5

..and if so what is the behavior? I came across this in some code I was looking at recently, and it is very confusing to me. I don't have a java compiler, so I can't answer this easily myself. Here is the rough example of what I'm talking about. I would expect this result in a compile error, but as far as I know it is from a working code base. 

abstract class Base {
    ...
    abstract boolean foo(String arg);

}

class Sub extends Base {
    ...
    boolean foo(String arg) {
        if(condition) 
            return true;
        else 
            return super.foo(arg); //<-- <boggle/>
    }
}
MarkPflug
  • 25,238
  • 6
  • 40
  • 48

5 Answers5

17

No, if it's abstract in the superclass you can't call it. Trying to compile your code (having fixed the others) gives this error:

Test.java:13: abstract method foo(String) in Base cannot be accessed directly
            return super.foo(arg); //<-- <boggle/>
                        ^
Jon Skeet
  • 1,261,211
  • 792
  • 8,724
  • 8,929
  • 1
    That is what I thought, thanks. Like I said, I don't have a compiler, and typed the code directly into the code pane (I'm not a Java developer). – MarkPflug Feb 15 '11 at 18:13
  • consider the struscute abstract class A - > class B extends A and implements Foo -> C now from C you can do it – jmj Feb 15 '11 at 18:14
  • 1
    @Jigar: Yes, but that's clearly *not* what was shown in the question. That's not calling an abstract method - it's calling a *concrete* method implemented in the superclass. – Jon Skeet Feb 15 '11 at 18:21
  • 1
    agree, but when I answered the code was written in C++, and I thought it was just to demonstrate the scenario so I wrote it in that way and then also beaten :) anyways your answer is perfect – jmj Feb 15 '11 at 18:25
  • @Jigar: I wouldn't say it was "written in C++" - it used ":" instead of "extends" but that's all. Everything else was Java-based, including the tag and question title :) – Jon Skeet Feb 15 '11 at 18:26
  • Probably I don't compile C++ perfectly :) anyways +1 – jmj Feb 15 '11 at 18:28
6

When you put 'super.' before the method name, you say to compiler: 'hey man! call the method implemented exactly in the Base class'. It doesn't exist there actually so it cannot be called and compiler complains. Just remove 'super.' and leave 'foo(arg);' only. This which will tell the compiler to look for a implementation in some subclass.
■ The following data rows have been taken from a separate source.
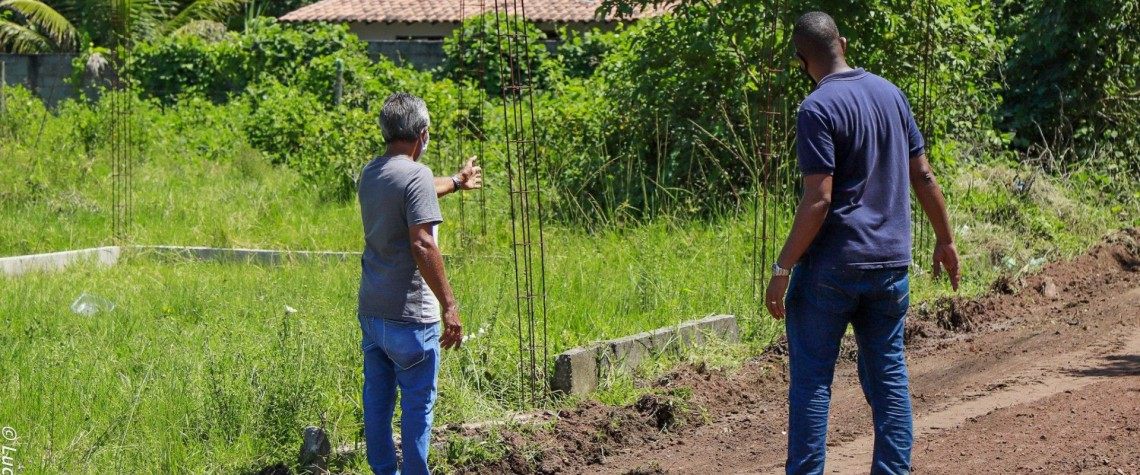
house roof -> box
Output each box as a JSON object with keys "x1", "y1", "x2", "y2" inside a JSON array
[{"x1": 274, "y1": 0, "x2": 660, "y2": 23}]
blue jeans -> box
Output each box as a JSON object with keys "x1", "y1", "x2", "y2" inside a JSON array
[
  {"x1": 785, "y1": 264, "x2": 914, "y2": 474},
  {"x1": 360, "y1": 317, "x2": 439, "y2": 475}
]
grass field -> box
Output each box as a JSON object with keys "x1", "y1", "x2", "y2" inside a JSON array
[{"x1": 0, "y1": 88, "x2": 1137, "y2": 473}]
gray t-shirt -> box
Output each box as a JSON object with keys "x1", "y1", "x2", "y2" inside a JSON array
[{"x1": 357, "y1": 156, "x2": 443, "y2": 324}]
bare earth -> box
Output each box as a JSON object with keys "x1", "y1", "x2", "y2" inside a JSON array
[{"x1": 460, "y1": 230, "x2": 1140, "y2": 474}]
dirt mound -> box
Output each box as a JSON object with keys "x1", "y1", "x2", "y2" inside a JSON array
[{"x1": 456, "y1": 230, "x2": 1140, "y2": 474}]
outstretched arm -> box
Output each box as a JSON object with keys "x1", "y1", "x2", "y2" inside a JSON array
[
  {"x1": 433, "y1": 157, "x2": 483, "y2": 197},
  {"x1": 910, "y1": 155, "x2": 960, "y2": 290}
]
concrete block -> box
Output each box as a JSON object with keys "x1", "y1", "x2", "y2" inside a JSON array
[
  {"x1": 551, "y1": 345, "x2": 600, "y2": 395},
  {"x1": 551, "y1": 316, "x2": 740, "y2": 395},
  {"x1": 131, "y1": 246, "x2": 360, "y2": 265},
  {"x1": 676, "y1": 316, "x2": 740, "y2": 346},
  {"x1": 0, "y1": 246, "x2": 121, "y2": 277},
  {"x1": 599, "y1": 333, "x2": 652, "y2": 370}
]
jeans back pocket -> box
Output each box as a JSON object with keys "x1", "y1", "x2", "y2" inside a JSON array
[{"x1": 381, "y1": 320, "x2": 435, "y2": 369}]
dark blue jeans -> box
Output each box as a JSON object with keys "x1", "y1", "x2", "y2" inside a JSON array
[
  {"x1": 785, "y1": 264, "x2": 914, "y2": 474},
  {"x1": 360, "y1": 317, "x2": 439, "y2": 475}
]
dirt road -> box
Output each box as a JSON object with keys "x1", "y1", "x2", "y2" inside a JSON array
[{"x1": 465, "y1": 230, "x2": 1140, "y2": 474}]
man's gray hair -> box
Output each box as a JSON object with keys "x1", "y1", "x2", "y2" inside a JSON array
[{"x1": 380, "y1": 92, "x2": 431, "y2": 144}]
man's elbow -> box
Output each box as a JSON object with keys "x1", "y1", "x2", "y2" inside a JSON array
[
  {"x1": 412, "y1": 236, "x2": 435, "y2": 257},
  {"x1": 807, "y1": 193, "x2": 831, "y2": 214}
]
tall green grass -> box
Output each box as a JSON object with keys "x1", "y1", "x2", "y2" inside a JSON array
[{"x1": 0, "y1": 84, "x2": 1138, "y2": 473}]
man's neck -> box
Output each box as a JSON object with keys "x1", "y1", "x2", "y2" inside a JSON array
[
  {"x1": 820, "y1": 58, "x2": 854, "y2": 81},
  {"x1": 384, "y1": 142, "x2": 416, "y2": 162}
]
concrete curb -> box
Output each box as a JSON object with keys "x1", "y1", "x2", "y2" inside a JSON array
[
  {"x1": 0, "y1": 246, "x2": 122, "y2": 277},
  {"x1": 0, "y1": 246, "x2": 362, "y2": 277},
  {"x1": 551, "y1": 316, "x2": 740, "y2": 395},
  {"x1": 130, "y1": 246, "x2": 360, "y2": 265}
]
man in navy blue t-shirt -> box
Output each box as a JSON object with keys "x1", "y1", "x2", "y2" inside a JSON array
[{"x1": 765, "y1": 11, "x2": 959, "y2": 474}]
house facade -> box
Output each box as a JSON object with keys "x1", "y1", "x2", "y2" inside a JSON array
[{"x1": 280, "y1": 0, "x2": 657, "y2": 42}]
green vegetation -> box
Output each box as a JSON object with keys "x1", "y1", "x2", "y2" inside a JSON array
[{"x1": 0, "y1": 0, "x2": 1140, "y2": 473}]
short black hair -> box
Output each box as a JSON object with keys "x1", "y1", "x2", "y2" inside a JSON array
[{"x1": 791, "y1": 11, "x2": 839, "y2": 59}]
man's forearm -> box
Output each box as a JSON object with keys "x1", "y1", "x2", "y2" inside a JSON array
[
  {"x1": 412, "y1": 236, "x2": 455, "y2": 310},
  {"x1": 911, "y1": 158, "x2": 954, "y2": 244},
  {"x1": 776, "y1": 196, "x2": 831, "y2": 269}
]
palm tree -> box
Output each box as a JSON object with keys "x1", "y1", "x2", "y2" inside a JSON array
[
  {"x1": 0, "y1": 0, "x2": 249, "y2": 52},
  {"x1": 0, "y1": 0, "x2": 79, "y2": 54}
]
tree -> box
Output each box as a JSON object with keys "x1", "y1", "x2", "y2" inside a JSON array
[
  {"x1": 0, "y1": 0, "x2": 250, "y2": 54},
  {"x1": 0, "y1": 0, "x2": 78, "y2": 54}
]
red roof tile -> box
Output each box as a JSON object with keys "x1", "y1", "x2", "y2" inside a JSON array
[{"x1": 280, "y1": 0, "x2": 658, "y2": 23}]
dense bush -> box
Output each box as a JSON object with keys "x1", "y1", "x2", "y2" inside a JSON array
[
  {"x1": 131, "y1": 17, "x2": 367, "y2": 104},
  {"x1": 542, "y1": 0, "x2": 1001, "y2": 213},
  {"x1": 553, "y1": 23, "x2": 624, "y2": 77},
  {"x1": 1001, "y1": 0, "x2": 1140, "y2": 173}
]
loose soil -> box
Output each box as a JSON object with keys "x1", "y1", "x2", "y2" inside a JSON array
[{"x1": 453, "y1": 230, "x2": 1140, "y2": 474}]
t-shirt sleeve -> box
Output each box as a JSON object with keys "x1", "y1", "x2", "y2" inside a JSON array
[
  {"x1": 404, "y1": 167, "x2": 443, "y2": 228},
  {"x1": 796, "y1": 109, "x2": 836, "y2": 175},
  {"x1": 898, "y1": 91, "x2": 926, "y2": 158}
]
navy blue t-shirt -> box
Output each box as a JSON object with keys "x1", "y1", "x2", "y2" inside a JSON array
[{"x1": 796, "y1": 68, "x2": 925, "y2": 269}]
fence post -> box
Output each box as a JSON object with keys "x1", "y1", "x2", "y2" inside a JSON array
[
  {"x1": 333, "y1": 58, "x2": 344, "y2": 106},
  {"x1": 0, "y1": 62, "x2": 8, "y2": 114}
]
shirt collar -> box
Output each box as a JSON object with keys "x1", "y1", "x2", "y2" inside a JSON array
[{"x1": 815, "y1": 67, "x2": 866, "y2": 89}]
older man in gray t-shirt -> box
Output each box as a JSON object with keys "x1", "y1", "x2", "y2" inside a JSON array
[{"x1": 357, "y1": 92, "x2": 482, "y2": 475}]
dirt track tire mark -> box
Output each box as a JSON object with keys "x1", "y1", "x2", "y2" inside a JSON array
[{"x1": 825, "y1": 288, "x2": 1140, "y2": 474}]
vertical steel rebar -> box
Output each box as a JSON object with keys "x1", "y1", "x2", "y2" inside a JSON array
[{"x1": 495, "y1": 0, "x2": 548, "y2": 406}]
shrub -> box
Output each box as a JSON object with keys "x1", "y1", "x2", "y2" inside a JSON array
[
  {"x1": 131, "y1": 17, "x2": 367, "y2": 104},
  {"x1": 1001, "y1": 0, "x2": 1140, "y2": 173},
  {"x1": 245, "y1": 82, "x2": 383, "y2": 199}
]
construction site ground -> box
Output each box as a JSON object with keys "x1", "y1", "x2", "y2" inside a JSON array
[{"x1": 460, "y1": 230, "x2": 1140, "y2": 474}]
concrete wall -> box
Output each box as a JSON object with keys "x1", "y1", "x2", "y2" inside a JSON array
[
  {"x1": 549, "y1": 316, "x2": 740, "y2": 395},
  {"x1": 0, "y1": 34, "x2": 559, "y2": 103},
  {"x1": 0, "y1": 52, "x2": 78, "y2": 106}
]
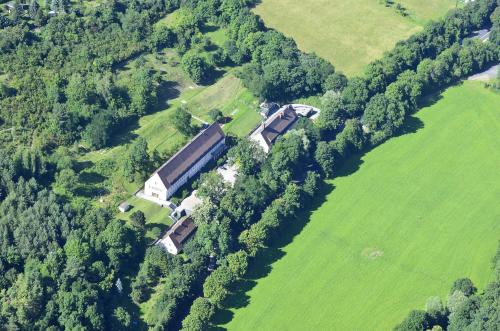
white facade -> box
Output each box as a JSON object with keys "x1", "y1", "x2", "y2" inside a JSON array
[
  {"x1": 144, "y1": 139, "x2": 226, "y2": 201},
  {"x1": 250, "y1": 132, "x2": 271, "y2": 154}
]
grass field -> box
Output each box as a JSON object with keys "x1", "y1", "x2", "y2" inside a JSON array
[
  {"x1": 255, "y1": 0, "x2": 455, "y2": 76},
  {"x1": 221, "y1": 82, "x2": 500, "y2": 330}
]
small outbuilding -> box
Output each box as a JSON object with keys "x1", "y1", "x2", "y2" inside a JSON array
[
  {"x1": 158, "y1": 217, "x2": 196, "y2": 255},
  {"x1": 259, "y1": 102, "x2": 280, "y2": 118},
  {"x1": 118, "y1": 201, "x2": 131, "y2": 213}
]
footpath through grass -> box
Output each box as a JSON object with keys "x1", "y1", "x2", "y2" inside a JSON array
[
  {"x1": 255, "y1": 0, "x2": 455, "y2": 76},
  {"x1": 221, "y1": 82, "x2": 500, "y2": 330}
]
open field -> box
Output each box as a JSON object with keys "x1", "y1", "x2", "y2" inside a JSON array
[
  {"x1": 118, "y1": 197, "x2": 172, "y2": 241},
  {"x1": 255, "y1": 0, "x2": 455, "y2": 76},
  {"x1": 222, "y1": 81, "x2": 500, "y2": 330}
]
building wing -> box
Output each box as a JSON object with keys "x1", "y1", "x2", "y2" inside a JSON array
[{"x1": 156, "y1": 123, "x2": 225, "y2": 189}]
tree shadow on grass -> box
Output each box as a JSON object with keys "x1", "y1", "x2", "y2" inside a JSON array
[
  {"x1": 210, "y1": 182, "x2": 334, "y2": 330},
  {"x1": 156, "y1": 80, "x2": 181, "y2": 111},
  {"x1": 78, "y1": 171, "x2": 106, "y2": 185},
  {"x1": 210, "y1": 105, "x2": 430, "y2": 330},
  {"x1": 75, "y1": 186, "x2": 109, "y2": 198},
  {"x1": 108, "y1": 119, "x2": 139, "y2": 148}
]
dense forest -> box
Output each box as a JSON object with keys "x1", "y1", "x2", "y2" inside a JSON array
[{"x1": 0, "y1": 0, "x2": 500, "y2": 330}]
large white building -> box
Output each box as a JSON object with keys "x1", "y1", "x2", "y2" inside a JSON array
[
  {"x1": 250, "y1": 105, "x2": 298, "y2": 153},
  {"x1": 144, "y1": 123, "x2": 226, "y2": 201}
]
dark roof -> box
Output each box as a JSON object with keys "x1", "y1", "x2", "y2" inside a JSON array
[
  {"x1": 261, "y1": 106, "x2": 298, "y2": 144},
  {"x1": 260, "y1": 102, "x2": 280, "y2": 116},
  {"x1": 155, "y1": 123, "x2": 225, "y2": 188},
  {"x1": 165, "y1": 217, "x2": 196, "y2": 248}
]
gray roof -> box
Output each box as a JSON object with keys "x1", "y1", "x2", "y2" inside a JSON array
[
  {"x1": 261, "y1": 106, "x2": 298, "y2": 144},
  {"x1": 155, "y1": 123, "x2": 225, "y2": 188}
]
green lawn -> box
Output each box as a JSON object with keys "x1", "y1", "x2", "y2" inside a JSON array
[
  {"x1": 119, "y1": 196, "x2": 172, "y2": 240},
  {"x1": 222, "y1": 82, "x2": 500, "y2": 330},
  {"x1": 255, "y1": 0, "x2": 455, "y2": 76}
]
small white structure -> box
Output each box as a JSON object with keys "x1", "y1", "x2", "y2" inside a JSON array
[
  {"x1": 118, "y1": 201, "x2": 130, "y2": 213},
  {"x1": 158, "y1": 217, "x2": 196, "y2": 255},
  {"x1": 171, "y1": 190, "x2": 203, "y2": 220},
  {"x1": 250, "y1": 105, "x2": 298, "y2": 153},
  {"x1": 144, "y1": 123, "x2": 226, "y2": 201},
  {"x1": 217, "y1": 164, "x2": 238, "y2": 186},
  {"x1": 291, "y1": 103, "x2": 321, "y2": 120}
]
BTW, if condition in your example is always false, it'll get into infinitive loop and crash because of out of memory :)

Cheers, ~r

rposcro
  • 61
  • 1
  • 1
3

That won't compile. You can't invoke an abstract method.

Robby Pond
  • 70,876
  • 16
  • 121
  • 117
2

Abstract method can't be called as it is just a declaration type, without a definition there is no point calling it. Thus Compile time Exception will occur

Piyush Sharma
  • 35
  • 1
  • 9
2

Tossing your example into Eclipse and editing it so it actually compiles that far produces this error:

"Cannot directly invoke the abstract method foo(String) for the type Base"

Are you sure that comes from a "working code base?"

Isaac Truett
  • 8,460
  • 1
  • 25
  • 48